Ayzik Goldberg, born in Vilna. His
father Khayim was a follower of the Jewish Enlightenment and man of worldly
education. Ayzik studied in religious
primary school, later in a Vilna high school, and with home tutors he studied
Hebrew, Jewish history, and other Jewish subject matter. He graduated high school in 1912, and went on
to study medicine—initially in Geneva, Switzerland, before graduating from Dorpat
(Tartu) University in 1916. During WWI,
he was mobilized as a doctor for the Tsarist army. In 1918 he returned to his ravaged home in
Vilna. In 1919-1920 he served as
secretary of OZE (Obschestvo
zdravookhraneniia evreev—Society for the Protection of the Health of the Jewish
Population), and
from 1923 he was chairman of the council on medical insurance, elected by the
Bund.
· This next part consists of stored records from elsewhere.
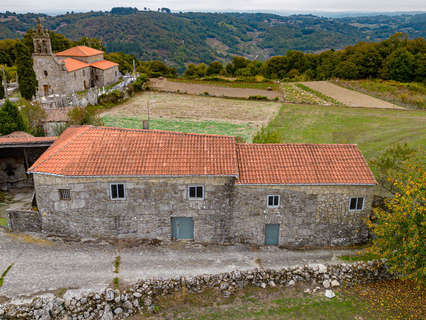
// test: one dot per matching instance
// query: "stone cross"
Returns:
(6, 95)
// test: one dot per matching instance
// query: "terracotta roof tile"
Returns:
(79, 51)
(102, 151)
(302, 164)
(103, 64)
(73, 64)
(19, 137)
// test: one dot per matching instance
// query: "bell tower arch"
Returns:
(41, 40)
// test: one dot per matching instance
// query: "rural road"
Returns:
(41, 266)
(349, 97)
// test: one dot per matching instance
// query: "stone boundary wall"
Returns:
(112, 303)
(24, 220)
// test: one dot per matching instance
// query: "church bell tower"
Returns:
(41, 40)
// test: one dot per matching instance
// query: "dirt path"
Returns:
(349, 97)
(217, 91)
(45, 266)
(181, 106)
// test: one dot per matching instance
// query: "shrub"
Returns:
(267, 136)
(399, 229)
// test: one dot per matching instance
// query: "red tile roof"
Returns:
(325, 164)
(74, 64)
(103, 64)
(102, 151)
(19, 138)
(79, 51)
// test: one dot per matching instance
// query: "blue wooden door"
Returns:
(182, 228)
(272, 234)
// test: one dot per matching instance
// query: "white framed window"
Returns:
(196, 192)
(118, 191)
(65, 194)
(356, 203)
(273, 201)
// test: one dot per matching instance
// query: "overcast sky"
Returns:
(220, 5)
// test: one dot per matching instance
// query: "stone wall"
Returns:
(141, 297)
(56, 74)
(110, 76)
(145, 213)
(24, 220)
(13, 169)
(308, 216)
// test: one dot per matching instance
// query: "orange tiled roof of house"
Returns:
(19, 137)
(79, 51)
(74, 64)
(323, 164)
(103, 64)
(103, 151)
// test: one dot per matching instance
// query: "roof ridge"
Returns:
(69, 140)
(296, 144)
(163, 132)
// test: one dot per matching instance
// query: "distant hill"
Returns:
(179, 38)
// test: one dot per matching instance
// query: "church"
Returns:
(72, 70)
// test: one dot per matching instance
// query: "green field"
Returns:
(211, 127)
(233, 84)
(378, 300)
(372, 129)
(411, 95)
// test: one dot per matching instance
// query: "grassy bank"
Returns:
(381, 300)
(372, 129)
(211, 127)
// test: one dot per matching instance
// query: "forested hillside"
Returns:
(181, 38)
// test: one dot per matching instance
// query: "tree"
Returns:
(267, 136)
(346, 70)
(400, 227)
(214, 68)
(399, 66)
(27, 79)
(10, 119)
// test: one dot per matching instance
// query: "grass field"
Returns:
(382, 300)
(372, 129)
(412, 95)
(211, 127)
(233, 84)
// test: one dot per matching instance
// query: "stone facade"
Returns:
(308, 216)
(53, 76)
(145, 213)
(24, 220)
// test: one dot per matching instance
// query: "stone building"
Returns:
(73, 70)
(109, 182)
(18, 151)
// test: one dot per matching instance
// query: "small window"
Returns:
(65, 194)
(196, 192)
(273, 201)
(117, 191)
(356, 204)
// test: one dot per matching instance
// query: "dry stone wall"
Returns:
(308, 216)
(141, 297)
(145, 213)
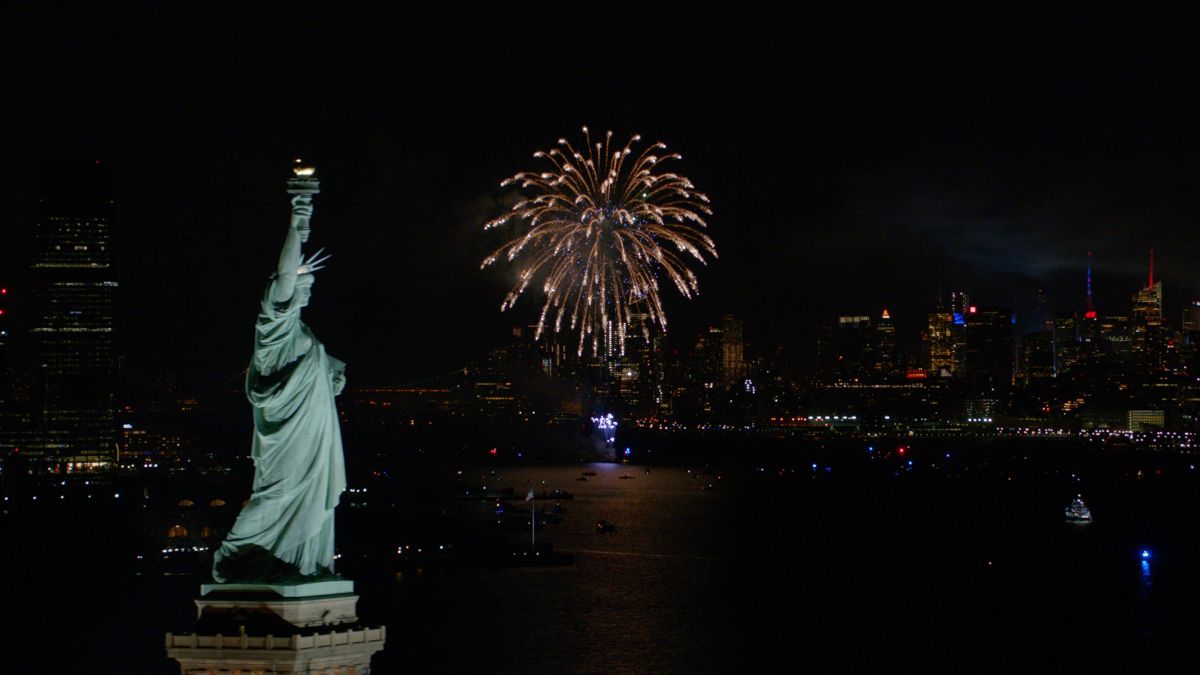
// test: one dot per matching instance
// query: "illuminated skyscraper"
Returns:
(73, 320)
(1147, 318)
(886, 360)
(989, 345)
(732, 351)
(940, 341)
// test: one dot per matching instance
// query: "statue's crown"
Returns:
(315, 262)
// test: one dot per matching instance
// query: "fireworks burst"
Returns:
(597, 230)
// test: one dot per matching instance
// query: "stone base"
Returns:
(252, 628)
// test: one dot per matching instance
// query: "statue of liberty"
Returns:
(285, 533)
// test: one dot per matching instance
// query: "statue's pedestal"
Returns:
(304, 628)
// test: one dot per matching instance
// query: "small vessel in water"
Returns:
(1078, 512)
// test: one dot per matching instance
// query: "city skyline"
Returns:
(865, 162)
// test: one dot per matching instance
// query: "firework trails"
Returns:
(597, 230)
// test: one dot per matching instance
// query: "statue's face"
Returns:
(304, 292)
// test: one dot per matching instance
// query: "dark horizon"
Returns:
(856, 162)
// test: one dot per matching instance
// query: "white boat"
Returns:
(1078, 512)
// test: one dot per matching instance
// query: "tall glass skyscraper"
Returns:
(73, 322)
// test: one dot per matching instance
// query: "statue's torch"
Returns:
(303, 185)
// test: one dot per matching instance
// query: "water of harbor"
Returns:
(769, 569)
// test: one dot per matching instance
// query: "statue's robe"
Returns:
(286, 531)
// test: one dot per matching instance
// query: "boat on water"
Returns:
(1078, 512)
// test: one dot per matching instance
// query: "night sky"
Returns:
(857, 161)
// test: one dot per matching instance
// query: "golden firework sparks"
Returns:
(598, 228)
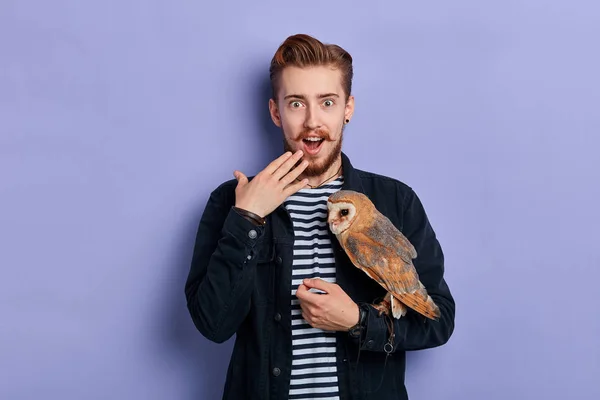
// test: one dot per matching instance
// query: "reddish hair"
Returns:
(302, 50)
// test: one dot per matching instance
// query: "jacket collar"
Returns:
(352, 179)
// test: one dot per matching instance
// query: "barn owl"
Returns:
(378, 248)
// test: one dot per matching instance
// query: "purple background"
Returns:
(118, 118)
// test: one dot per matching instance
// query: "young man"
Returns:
(266, 267)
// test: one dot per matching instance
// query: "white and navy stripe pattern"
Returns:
(314, 373)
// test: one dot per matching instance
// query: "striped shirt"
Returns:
(314, 373)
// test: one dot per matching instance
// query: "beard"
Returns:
(315, 168)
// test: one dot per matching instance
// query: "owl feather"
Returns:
(375, 246)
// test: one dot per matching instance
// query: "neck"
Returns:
(331, 174)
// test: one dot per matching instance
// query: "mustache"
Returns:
(323, 133)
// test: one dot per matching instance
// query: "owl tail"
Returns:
(398, 309)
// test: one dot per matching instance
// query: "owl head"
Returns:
(344, 208)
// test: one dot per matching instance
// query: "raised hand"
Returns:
(271, 186)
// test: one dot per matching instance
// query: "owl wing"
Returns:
(385, 255)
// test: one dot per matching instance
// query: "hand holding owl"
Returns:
(381, 251)
(271, 186)
(332, 311)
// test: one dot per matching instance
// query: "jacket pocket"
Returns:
(261, 294)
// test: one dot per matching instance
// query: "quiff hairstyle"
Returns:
(302, 50)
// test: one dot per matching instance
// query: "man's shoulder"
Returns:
(376, 181)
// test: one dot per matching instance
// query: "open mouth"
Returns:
(312, 145)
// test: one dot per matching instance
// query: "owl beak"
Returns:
(332, 221)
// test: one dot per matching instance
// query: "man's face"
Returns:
(311, 110)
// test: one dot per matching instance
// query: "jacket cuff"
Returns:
(242, 229)
(377, 335)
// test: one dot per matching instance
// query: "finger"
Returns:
(293, 188)
(272, 167)
(241, 178)
(287, 165)
(306, 296)
(293, 174)
(301, 292)
(318, 283)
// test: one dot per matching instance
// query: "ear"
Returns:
(274, 111)
(349, 111)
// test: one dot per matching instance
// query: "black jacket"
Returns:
(240, 283)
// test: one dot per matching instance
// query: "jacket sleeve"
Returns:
(414, 331)
(221, 277)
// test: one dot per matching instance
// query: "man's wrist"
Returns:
(357, 330)
(250, 216)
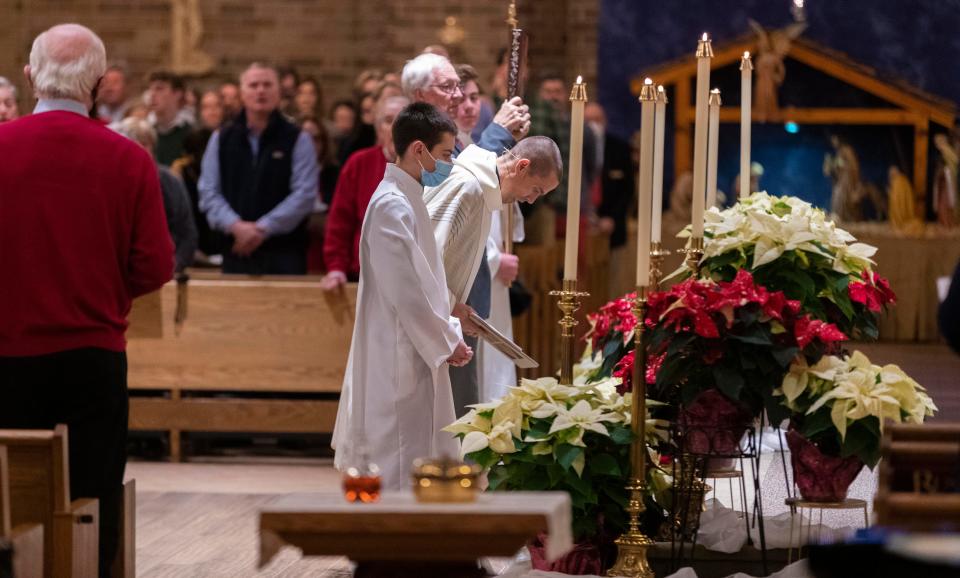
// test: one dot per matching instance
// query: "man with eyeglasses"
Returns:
(431, 78)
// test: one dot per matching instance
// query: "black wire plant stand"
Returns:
(690, 470)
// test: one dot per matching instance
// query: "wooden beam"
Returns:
(860, 116)
(921, 152)
(870, 83)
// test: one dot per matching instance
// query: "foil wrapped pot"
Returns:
(445, 480)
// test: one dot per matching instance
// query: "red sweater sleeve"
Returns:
(151, 261)
(342, 221)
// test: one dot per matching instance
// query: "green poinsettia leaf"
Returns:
(485, 458)
(620, 435)
(566, 453)
(816, 423)
(785, 355)
(604, 465)
(497, 477)
(729, 381)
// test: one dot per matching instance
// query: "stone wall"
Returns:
(331, 40)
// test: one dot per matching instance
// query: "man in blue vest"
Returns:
(258, 182)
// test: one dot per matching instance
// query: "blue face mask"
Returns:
(438, 175)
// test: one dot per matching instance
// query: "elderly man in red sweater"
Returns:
(357, 182)
(82, 233)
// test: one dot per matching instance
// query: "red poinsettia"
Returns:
(807, 330)
(624, 370)
(874, 292)
(615, 316)
(737, 337)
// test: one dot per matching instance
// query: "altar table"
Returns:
(399, 532)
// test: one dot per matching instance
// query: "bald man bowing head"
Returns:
(461, 209)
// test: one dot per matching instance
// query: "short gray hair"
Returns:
(4, 83)
(67, 61)
(139, 130)
(418, 73)
(543, 154)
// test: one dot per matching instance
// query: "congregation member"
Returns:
(343, 119)
(431, 78)
(165, 97)
(308, 101)
(462, 209)
(613, 190)
(258, 182)
(176, 200)
(289, 81)
(326, 185)
(83, 234)
(8, 101)
(211, 113)
(230, 97)
(403, 336)
(112, 98)
(358, 180)
(493, 369)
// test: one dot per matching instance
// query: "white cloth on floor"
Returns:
(396, 394)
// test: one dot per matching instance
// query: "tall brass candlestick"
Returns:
(704, 55)
(568, 303)
(632, 546)
(746, 95)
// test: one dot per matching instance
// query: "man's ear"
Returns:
(522, 166)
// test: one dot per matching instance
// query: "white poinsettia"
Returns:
(581, 418)
(854, 388)
(472, 422)
(498, 439)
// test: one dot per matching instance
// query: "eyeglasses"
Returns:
(449, 87)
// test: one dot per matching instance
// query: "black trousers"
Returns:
(86, 389)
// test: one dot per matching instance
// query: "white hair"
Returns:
(4, 83)
(418, 73)
(139, 130)
(67, 61)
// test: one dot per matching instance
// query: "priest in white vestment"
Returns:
(462, 209)
(396, 393)
(497, 371)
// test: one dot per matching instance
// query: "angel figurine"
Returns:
(772, 48)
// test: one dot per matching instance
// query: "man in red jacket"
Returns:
(358, 180)
(82, 233)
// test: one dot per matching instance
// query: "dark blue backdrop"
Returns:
(916, 40)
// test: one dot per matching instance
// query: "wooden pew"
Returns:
(919, 485)
(39, 477)
(271, 337)
(278, 346)
(124, 566)
(26, 540)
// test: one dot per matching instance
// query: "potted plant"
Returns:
(789, 245)
(546, 436)
(718, 350)
(837, 407)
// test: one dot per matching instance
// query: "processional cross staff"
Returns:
(516, 65)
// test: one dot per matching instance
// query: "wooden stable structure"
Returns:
(268, 354)
(908, 106)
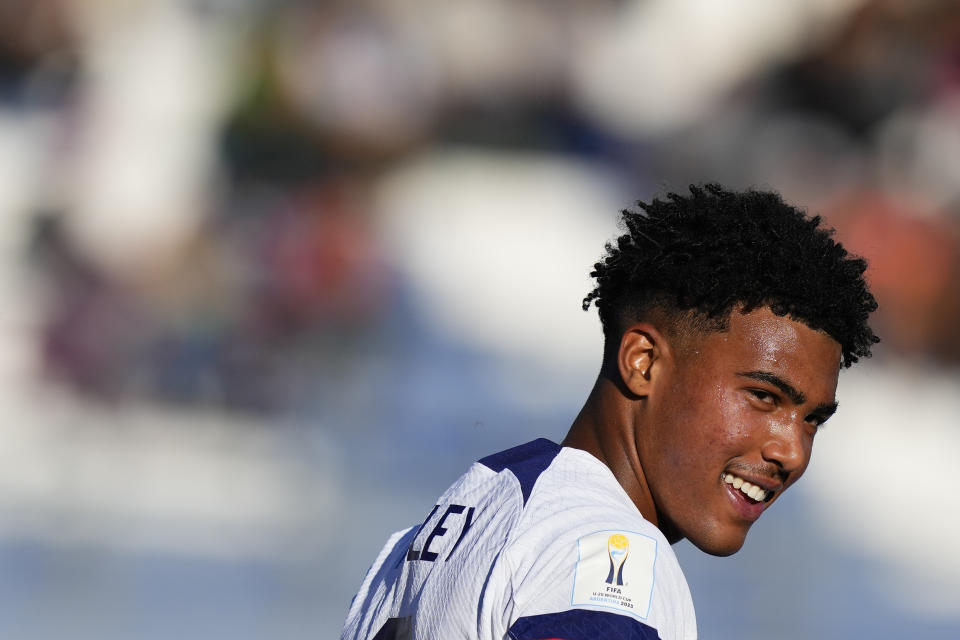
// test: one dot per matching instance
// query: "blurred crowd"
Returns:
(216, 236)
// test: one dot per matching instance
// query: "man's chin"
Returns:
(721, 546)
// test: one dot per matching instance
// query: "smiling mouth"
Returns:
(750, 491)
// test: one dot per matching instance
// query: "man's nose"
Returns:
(788, 446)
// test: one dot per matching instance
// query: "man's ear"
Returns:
(642, 349)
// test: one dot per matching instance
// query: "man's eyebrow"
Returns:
(796, 396)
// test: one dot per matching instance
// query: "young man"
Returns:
(727, 317)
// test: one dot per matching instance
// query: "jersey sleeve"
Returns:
(608, 582)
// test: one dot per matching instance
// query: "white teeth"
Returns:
(751, 490)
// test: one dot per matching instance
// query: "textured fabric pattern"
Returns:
(535, 531)
(525, 462)
(579, 624)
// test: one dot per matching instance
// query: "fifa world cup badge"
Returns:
(615, 570)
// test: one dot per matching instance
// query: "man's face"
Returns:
(737, 406)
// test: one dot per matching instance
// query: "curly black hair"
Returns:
(716, 250)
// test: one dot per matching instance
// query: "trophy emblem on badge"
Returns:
(618, 546)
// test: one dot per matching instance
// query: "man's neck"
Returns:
(605, 428)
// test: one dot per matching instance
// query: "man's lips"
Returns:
(749, 495)
(757, 489)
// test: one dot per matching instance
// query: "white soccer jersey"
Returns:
(539, 541)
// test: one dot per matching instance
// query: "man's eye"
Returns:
(763, 396)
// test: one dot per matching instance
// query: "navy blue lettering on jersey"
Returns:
(526, 462)
(394, 629)
(440, 530)
(581, 624)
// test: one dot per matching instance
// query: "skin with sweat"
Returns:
(672, 417)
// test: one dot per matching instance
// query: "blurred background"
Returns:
(275, 272)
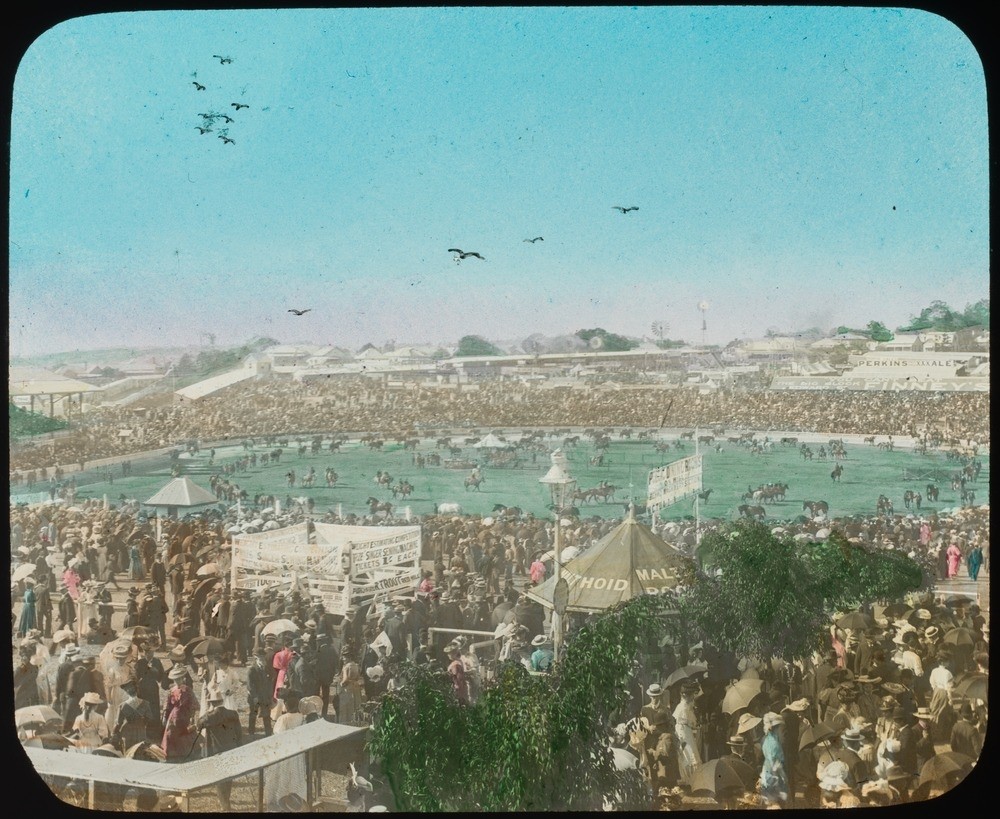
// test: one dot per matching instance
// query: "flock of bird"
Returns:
(210, 120)
(460, 254)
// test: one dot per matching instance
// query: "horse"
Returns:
(375, 506)
(403, 488)
(751, 511)
(816, 507)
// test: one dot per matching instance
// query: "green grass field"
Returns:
(868, 472)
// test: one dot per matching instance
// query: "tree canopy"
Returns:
(942, 318)
(476, 345)
(529, 743)
(769, 596)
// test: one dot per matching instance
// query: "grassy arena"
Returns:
(867, 473)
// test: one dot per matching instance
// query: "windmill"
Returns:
(659, 328)
(703, 306)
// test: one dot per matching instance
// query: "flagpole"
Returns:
(697, 505)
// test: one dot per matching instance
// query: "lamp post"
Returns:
(561, 487)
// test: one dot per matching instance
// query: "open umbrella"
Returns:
(206, 646)
(896, 609)
(944, 770)
(135, 633)
(36, 716)
(23, 571)
(725, 773)
(279, 627)
(820, 732)
(855, 620)
(740, 694)
(973, 685)
(959, 637)
(688, 671)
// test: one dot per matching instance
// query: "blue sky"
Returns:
(792, 166)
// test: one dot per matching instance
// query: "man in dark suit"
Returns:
(223, 732)
(260, 690)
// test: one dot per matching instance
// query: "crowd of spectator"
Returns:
(272, 407)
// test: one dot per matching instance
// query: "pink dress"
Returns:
(954, 558)
(281, 661)
(72, 581)
(537, 572)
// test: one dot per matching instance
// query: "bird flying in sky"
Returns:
(461, 254)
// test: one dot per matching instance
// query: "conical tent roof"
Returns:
(628, 561)
(490, 442)
(182, 492)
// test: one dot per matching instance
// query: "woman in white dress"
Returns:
(686, 721)
(285, 781)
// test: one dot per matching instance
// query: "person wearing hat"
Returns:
(67, 663)
(350, 698)
(223, 732)
(260, 693)
(179, 712)
(136, 722)
(685, 729)
(90, 728)
(543, 656)
(773, 782)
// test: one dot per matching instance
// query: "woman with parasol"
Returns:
(773, 776)
(178, 716)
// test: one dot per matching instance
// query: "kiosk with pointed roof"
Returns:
(181, 493)
(628, 561)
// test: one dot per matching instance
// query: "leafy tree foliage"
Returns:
(875, 330)
(609, 342)
(476, 345)
(941, 317)
(529, 743)
(773, 596)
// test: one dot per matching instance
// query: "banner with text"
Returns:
(672, 483)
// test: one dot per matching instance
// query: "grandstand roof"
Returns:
(200, 389)
(36, 381)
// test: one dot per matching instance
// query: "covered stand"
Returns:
(629, 561)
(181, 493)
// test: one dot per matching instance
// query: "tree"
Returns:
(877, 331)
(476, 345)
(535, 743)
(772, 597)
(608, 342)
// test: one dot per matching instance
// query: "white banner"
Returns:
(673, 482)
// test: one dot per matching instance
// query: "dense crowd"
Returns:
(272, 408)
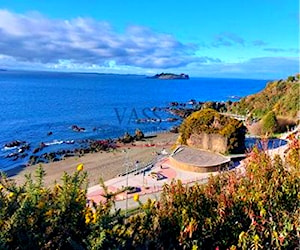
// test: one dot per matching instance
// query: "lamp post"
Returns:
(126, 163)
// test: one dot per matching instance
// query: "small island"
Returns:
(170, 76)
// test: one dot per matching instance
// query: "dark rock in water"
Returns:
(11, 155)
(36, 150)
(24, 148)
(77, 128)
(33, 159)
(170, 76)
(14, 144)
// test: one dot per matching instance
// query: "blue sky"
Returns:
(216, 38)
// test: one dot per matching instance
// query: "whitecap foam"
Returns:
(55, 142)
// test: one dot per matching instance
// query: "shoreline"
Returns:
(105, 165)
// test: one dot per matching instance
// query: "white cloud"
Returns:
(82, 41)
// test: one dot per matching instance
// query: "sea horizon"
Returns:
(37, 104)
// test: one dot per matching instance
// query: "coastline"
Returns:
(105, 165)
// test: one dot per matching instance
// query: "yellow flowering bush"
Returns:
(257, 210)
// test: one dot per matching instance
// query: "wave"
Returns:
(55, 142)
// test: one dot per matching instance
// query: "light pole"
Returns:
(126, 163)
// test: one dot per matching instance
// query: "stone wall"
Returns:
(198, 169)
(212, 142)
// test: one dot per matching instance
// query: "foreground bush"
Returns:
(259, 209)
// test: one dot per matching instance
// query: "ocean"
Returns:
(42, 107)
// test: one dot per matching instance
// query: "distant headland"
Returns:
(170, 76)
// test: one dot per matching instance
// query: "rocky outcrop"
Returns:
(170, 76)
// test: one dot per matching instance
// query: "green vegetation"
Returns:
(282, 97)
(257, 210)
(269, 123)
(211, 122)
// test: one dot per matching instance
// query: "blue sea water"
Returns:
(35, 103)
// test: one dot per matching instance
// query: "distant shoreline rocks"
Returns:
(170, 76)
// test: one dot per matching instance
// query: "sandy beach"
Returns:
(104, 165)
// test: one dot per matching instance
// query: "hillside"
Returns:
(281, 97)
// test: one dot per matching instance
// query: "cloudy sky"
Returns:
(216, 38)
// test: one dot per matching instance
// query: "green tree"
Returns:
(269, 123)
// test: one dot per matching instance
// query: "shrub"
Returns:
(258, 209)
(269, 123)
(211, 122)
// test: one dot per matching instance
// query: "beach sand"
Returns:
(105, 165)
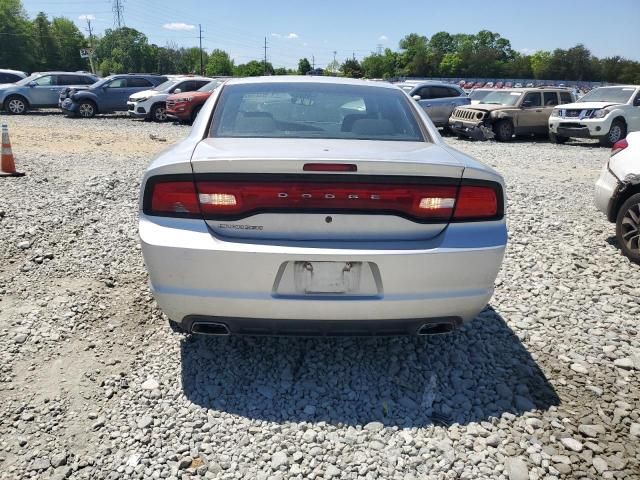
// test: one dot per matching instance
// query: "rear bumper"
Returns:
(269, 326)
(179, 115)
(193, 272)
(606, 191)
(137, 110)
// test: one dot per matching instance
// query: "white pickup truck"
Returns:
(606, 113)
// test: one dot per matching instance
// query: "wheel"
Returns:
(617, 132)
(553, 138)
(628, 228)
(159, 112)
(195, 113)
(16, 105)
(87, 110)
(503, 130)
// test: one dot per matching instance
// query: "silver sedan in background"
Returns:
(311, 206)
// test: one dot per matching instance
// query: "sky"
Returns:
(317, 29)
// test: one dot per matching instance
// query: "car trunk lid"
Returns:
(284, 200)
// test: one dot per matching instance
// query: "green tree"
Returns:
(351, 68)
(414, 56)
(541, 63)
(188, 60)
(124, 50)
(69, 41)
(254, 68)
(16, 37)
(451, 65)
(220, 63)
(303, 66)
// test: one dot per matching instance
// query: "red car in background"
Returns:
(185, 106)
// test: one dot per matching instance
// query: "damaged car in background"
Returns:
(606, 113)
(505, 113)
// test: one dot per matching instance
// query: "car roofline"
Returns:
(308, 79)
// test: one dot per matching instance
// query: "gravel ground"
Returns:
(94, 384)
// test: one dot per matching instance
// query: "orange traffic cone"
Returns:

He was a school doctor and teacher
of natural science and biology in a Jewish high school. He gave lectures on social hygiene to the
Vilna Jewish people’s university. He was
a co-founder and vice-chair of the Vilna Esperanto Society “Universo”
(Universe). He wrote articles for: Naye
shul (New school), Shul un heym (School and home), Folksgezunt
(Popular health), and for Vilna newspapers.
In 1928 his popular pamphlet, Hygyene fun druker (Health of a
printer), was published by the Vilna professional association of printing
workers, and Di internatsyonale hilfs-shprakh (The international
auxiliary language) (Vilna), 24 pp., was published in 1931 by the Vilna
Esperanto Society. He also published
writings on medical topics in Polish and German works. He was active during WWII as a doctor in the
Vilna ghetto. He subsequently escaped
from Vilna, was in Bialystok, and was deported from there by the Germans to his
death in Treblinka.
Sources: E. Y. Goldshmidt, in Vilne,
a zamlbukh gevidmet der shtot vilne (Vilna, an anthology dedicated
to the city of Vilna), ed. Y. Yeshurin (New York, 1936), pp. 433-45; Goldshmidt,
in Vilner tog (January 8, 1932); Sh. Katsherginski, Khurbn vilne
(The Holocaust in Vilna) (New York, 1947), p. 260; Dr. M. Dvorzhetski, (Mark
Dvorzetsky), Yerusholayim delite in kamf un umkum (The Jerusalem of
Lithuania in struggle and death) (Paris, 1948).